Brokers have a reputation for taking indecently large cuts that can drive farmers to bankruptcy.

“I really don’t like brokers,” she tells The Africa Report, shaking her head as she stands amongst her banana trees, some nearly 10 metres tall.

“They always try to buy for cheap,” Wajuhi says while strolling by the fences where she also keeps chickens, goats, and rabbits for her family. “There’s only one in these parts who I trust enough to do business with.”

Wajuhi’s sentiment resonates across agrarian Kenya: brokers have a reputation for taking indecently large cuts that can drive farmers to bankruptcy.

Agri-tech as a solution

Given Nairobi’s reputation as a start-up haven in the digital era, agri-tech startups, such as Twiga, Farmworks, and Apollo Agriculture, are addressing this untapped sector and working to link farmers directly to wholesalers.

This is where Twiga came in with the idea to replace unscrupulous brokers by “leveraging the ubiquity of mobile phones”, spurring efficiency and providing higher profits for small-scale farmers. Twiga attracted global attention and has raised $151m over multiple rounds of funding.

At a certain point, superior farmers could absorb the profit lost from lesser-performing farms within the Twiga ecosystem, but as the company scaled, it became tough to justify keeping on sub-quality sources.

Twiga has since pivoted to a new subsidiary – Twiga Fresh – to develop the largest single horticultural farms in Kenya, geared specifically towards scaling the domestic market. This $10m investment is part of its product diversification strategy to further bolster its customer base by offering ‘quality produce at a discount’ particularly in the face of current global inflation spikes.

Anderson Riungu, who works in Kenya’s tech startup space, hails from Meru County. He says raising funds will not improve capability or the product itself. “In the context of smallholder farmers, the margins are so low, it would never work; there would be no profit.

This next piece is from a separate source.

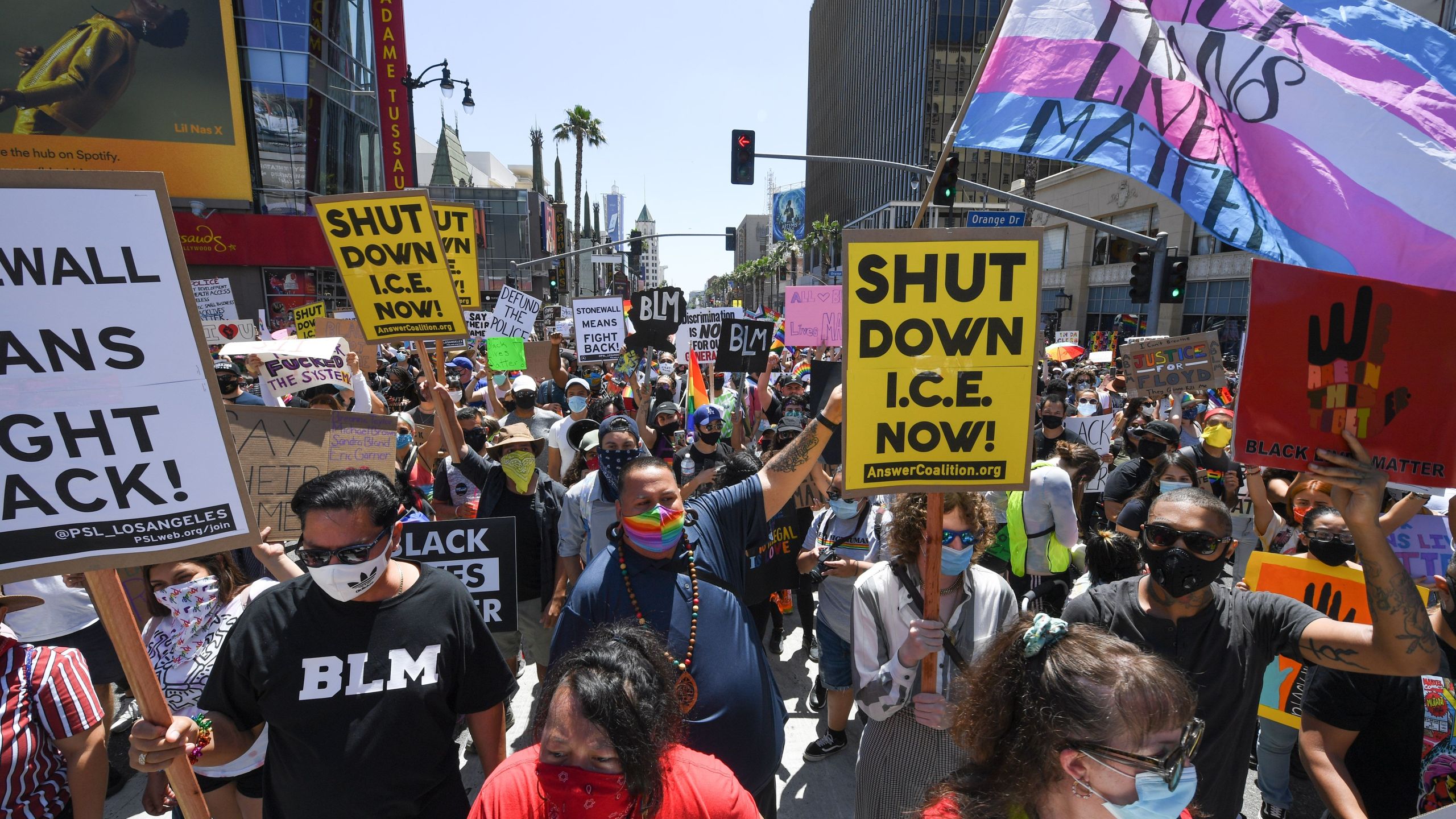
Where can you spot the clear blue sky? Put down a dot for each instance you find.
(669, 82)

People raise all this money and realise they can’t actually solve the problem.”

He points to his village as an example. “The lorries that used to bring cement back to Meru are the same ones that bring bananas to markets in Nairobi and it works just fine. Why are you saying there’s a problem with distribution? Obviously, you can’t go to an investor and say that. You have to say, ‘I want to change Africa,’ and create this whole narrative,” he says.

48-year-old Joel Mukungi in Baricho was on contract with Twiga for a couple of years before the company stopped buying from him in 2019. He has struggled throughout his life to scrape a decent living from less than five acres of beans, tomatoes, and pumpkins.

Riungu acknowledges that most agri-tech startups are well-meaning, but given the realities of their implementation environment, in this case, one wholly lacking in national agricultural support, the odds are generally stacked against long-term success.

The value of agricultural investment

In the northern corner of the continent, Egypt has begun to invest in major national agricultural projects (agriculture reclamation and cultivation projects) in an attempt to bolster its agricultural GDP contribution, pivoting from small to large-scale farming to better feed its people.